Today, I encountered a unique problem with a brand new Dell computer. One of my clients had bought a new computer from Dell and asked me to come by and set it all up for him. Oddly enough, as soon as we plugged everything in and booted up the computer, we encountered the diagnostic screen.
Although there was an option to exit the diagnostic screen, doing so, only brought you right back to it. Running the tests worked great, but again, you were back to the diagnostic screen (which you still couldn't exit out of) when finished.
I even tried rebooting the computer and pressing F8 to bypass the normal start up process, but that did nothing. After every trick I knew failed, my next instinct was to reload Windows XP using the System Restore disk and start over.

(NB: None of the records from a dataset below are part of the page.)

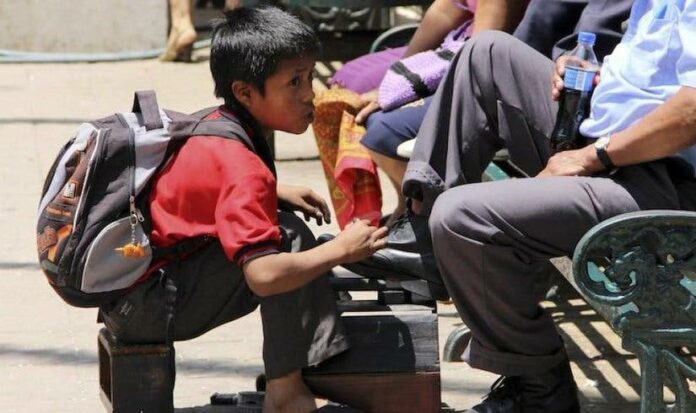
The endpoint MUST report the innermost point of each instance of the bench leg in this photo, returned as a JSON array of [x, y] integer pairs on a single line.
[[456, 344]]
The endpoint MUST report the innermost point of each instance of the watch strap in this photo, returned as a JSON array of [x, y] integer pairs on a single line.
[[604, 157]]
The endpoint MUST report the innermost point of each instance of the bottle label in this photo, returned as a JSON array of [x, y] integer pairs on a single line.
[[579, 79]]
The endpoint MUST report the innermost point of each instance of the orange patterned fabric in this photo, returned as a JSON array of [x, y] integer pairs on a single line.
[[349, 170]]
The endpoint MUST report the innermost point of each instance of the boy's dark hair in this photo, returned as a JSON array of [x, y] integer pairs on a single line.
[[249, 43]]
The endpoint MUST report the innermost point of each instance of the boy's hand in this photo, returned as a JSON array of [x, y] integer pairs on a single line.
[[360, 240], [303, 199], [370, 106]]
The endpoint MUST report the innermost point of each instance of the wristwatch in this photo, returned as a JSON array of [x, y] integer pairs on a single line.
[[601, 145]]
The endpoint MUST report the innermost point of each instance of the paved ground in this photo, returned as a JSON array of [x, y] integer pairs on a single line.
[[48, 356]]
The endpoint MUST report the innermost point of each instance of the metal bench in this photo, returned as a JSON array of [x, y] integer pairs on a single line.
[[638, 271]]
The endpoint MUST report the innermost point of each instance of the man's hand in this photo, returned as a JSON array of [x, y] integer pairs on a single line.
[[578, 162], [557, 85], [303, 199], [370, 106], [360, 240]]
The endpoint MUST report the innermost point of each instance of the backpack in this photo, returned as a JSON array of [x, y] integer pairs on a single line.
[[93, 226]]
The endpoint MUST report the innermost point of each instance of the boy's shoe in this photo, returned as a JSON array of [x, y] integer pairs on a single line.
[[409, 253], [552, 392]]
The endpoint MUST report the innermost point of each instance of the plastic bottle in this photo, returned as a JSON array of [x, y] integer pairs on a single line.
[[574, 106]]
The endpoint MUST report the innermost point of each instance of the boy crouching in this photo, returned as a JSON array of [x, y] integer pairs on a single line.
[[262, 62]]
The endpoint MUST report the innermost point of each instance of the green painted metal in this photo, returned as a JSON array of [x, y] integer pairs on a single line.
[[494, 173], [645, 290], [355, 4]]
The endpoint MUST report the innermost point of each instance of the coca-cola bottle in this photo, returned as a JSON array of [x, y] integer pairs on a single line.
[[574, 105]]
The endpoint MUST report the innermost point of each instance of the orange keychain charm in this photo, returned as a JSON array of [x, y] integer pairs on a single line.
[[132, 250]]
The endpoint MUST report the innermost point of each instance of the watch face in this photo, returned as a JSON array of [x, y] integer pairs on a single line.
[[602, 142]]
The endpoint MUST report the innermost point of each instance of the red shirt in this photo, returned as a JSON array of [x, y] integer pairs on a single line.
[[217, 186]]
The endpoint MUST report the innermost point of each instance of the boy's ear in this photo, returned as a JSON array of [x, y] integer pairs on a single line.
[[242, 92]]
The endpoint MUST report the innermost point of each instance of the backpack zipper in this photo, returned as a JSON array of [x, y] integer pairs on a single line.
[[90, 165], [135, 216]]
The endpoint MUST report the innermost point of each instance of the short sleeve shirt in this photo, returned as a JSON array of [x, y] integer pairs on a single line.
[[217, 187]]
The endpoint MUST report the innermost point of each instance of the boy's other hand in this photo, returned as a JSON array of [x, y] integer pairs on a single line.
[[303, 199], [359, 240], [370, 106]]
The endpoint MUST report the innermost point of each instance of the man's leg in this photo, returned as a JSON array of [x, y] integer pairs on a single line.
[[496, 94], [489, 238], [385, 132]]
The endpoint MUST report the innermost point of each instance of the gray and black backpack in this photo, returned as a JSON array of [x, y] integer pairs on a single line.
[[93, 225]]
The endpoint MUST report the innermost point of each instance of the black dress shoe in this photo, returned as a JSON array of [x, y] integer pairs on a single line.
[[552, 392], [409, 253]]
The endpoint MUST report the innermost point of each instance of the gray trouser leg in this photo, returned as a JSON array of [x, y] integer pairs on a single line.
[[496, 94], [301, 328], [488, 238]]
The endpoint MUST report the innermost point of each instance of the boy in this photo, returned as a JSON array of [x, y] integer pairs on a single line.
[[261, 62]]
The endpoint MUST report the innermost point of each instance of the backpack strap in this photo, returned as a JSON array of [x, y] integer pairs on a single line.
[[145, 103], [228, 126]]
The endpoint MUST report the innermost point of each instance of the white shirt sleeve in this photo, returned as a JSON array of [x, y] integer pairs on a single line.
[[686, 64]]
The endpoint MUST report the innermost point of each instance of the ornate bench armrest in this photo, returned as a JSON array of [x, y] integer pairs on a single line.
[[643, 264]]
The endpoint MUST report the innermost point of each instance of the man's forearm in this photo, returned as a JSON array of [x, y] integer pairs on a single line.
[[668, 129]]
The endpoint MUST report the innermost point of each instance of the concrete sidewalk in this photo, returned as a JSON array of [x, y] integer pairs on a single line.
[[48, 356]]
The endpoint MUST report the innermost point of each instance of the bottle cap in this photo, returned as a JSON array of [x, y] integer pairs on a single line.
[[587, 37]]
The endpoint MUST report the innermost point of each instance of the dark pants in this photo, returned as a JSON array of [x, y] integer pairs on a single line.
[[301, 328], [489, 238]]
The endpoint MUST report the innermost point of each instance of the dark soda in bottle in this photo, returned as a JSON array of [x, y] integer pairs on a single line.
[[574, 105]]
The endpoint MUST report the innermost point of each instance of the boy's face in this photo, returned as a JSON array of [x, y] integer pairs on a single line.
[[287, 104]]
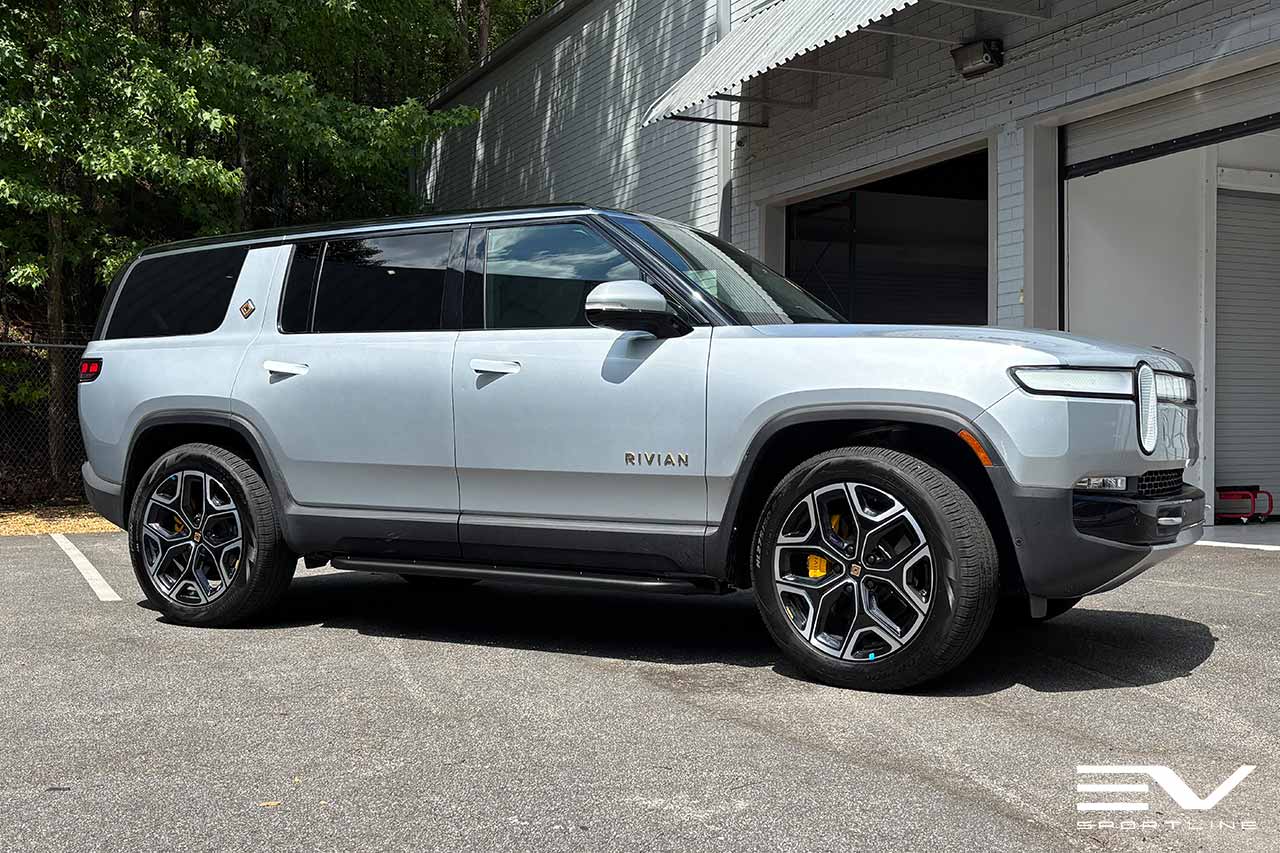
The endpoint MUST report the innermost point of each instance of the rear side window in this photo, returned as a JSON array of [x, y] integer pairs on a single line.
[[536, 277], [378, 284], [182, 293], [385, 284]]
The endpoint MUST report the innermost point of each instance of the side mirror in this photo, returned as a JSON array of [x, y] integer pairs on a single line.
[[632, 306]]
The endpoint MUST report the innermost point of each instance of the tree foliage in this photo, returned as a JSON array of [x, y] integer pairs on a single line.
[[133, 122]]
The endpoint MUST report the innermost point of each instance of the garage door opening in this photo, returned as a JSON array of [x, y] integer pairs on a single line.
[[908, 249]]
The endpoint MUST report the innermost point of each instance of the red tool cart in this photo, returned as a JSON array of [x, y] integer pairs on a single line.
[[1243, 493]]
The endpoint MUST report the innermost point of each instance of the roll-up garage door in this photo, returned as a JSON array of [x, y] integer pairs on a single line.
[[1247, 422], [1247, 103]]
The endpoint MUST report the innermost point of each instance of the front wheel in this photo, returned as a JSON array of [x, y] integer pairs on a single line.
[[873, 569], [204, 539]]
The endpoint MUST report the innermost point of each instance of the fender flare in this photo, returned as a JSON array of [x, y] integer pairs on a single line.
[[210, 418], [720, 542]]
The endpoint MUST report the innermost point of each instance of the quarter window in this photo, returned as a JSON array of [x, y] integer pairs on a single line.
[[536, 277], [181, 293], [300, 287]]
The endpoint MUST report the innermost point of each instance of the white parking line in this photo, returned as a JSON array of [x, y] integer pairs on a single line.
[[1237, 544], [1239, 592], [96, 582]]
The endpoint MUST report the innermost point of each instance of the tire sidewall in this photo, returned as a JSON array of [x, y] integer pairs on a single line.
[[919, 656], [247, 579]]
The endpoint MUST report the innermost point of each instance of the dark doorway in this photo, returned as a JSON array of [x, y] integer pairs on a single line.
[[908, 249]]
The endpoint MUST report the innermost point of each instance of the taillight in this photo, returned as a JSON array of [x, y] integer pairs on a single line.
[[90, 369]]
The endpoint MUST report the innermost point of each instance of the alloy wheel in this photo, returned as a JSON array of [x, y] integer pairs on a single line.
[[854, 571], [195, 542]]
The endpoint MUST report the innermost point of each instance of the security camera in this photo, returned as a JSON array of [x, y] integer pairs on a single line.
[[978, 56]]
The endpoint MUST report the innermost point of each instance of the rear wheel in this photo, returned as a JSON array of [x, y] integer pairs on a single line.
[[873, 569], [204, 539]]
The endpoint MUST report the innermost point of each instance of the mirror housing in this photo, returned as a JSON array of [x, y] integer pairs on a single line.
[[632, 306]]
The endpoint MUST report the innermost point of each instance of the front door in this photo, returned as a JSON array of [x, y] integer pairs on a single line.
[[575, 445], [351, 387]]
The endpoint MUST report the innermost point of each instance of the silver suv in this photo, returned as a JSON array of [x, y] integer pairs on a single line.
[[598, 398]]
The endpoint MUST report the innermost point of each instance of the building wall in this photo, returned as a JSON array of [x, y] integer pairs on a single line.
[[1087, 49], [1134, 254], [561, 121]]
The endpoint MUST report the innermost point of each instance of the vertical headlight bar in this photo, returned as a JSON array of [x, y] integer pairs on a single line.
[[1148, 422]]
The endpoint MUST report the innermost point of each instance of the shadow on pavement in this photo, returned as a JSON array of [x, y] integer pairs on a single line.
[[667, 629], [1084, 649]]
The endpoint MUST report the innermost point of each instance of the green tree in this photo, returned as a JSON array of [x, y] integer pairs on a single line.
[[135, 122]]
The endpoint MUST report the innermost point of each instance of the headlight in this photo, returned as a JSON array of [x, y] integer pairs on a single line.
[[1077, 382], [1102, 483], [1175, 387], [1118, 383]]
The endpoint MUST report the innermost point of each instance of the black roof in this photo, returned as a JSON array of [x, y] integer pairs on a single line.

But before doing that, I called Dell support and decided to talk to them about it. Dell suggested I ship the computer back to them and they would reload everything (also suspecting a software problem at the time the computer was first set up). I suggested using the System Restore disk first and if it failed to correct the problem, I would then be willing to ship the computer back.
Starting the restore process, gave me the opportunity to look at the partitions that Dell had set up at the factory. As it turns out, they were wrong. Somebody had loaded the "C" partition with the Dell Diagnostic program, and loaded the operating system (WinXP) on the "D" partition.
Because of this arrangement, the computer had no choice but to keep booting the Diagnostic program (wasting my time and causing frustration).
To fix the problem, I had to delete both partitions, create a new single partition and reload the Operating System from disk. Then of course, once Windows was restored, I had to reinstall all of the drivers and software that came with the computer. But the problem was solved and I didn't have to ship the computer back to Dell!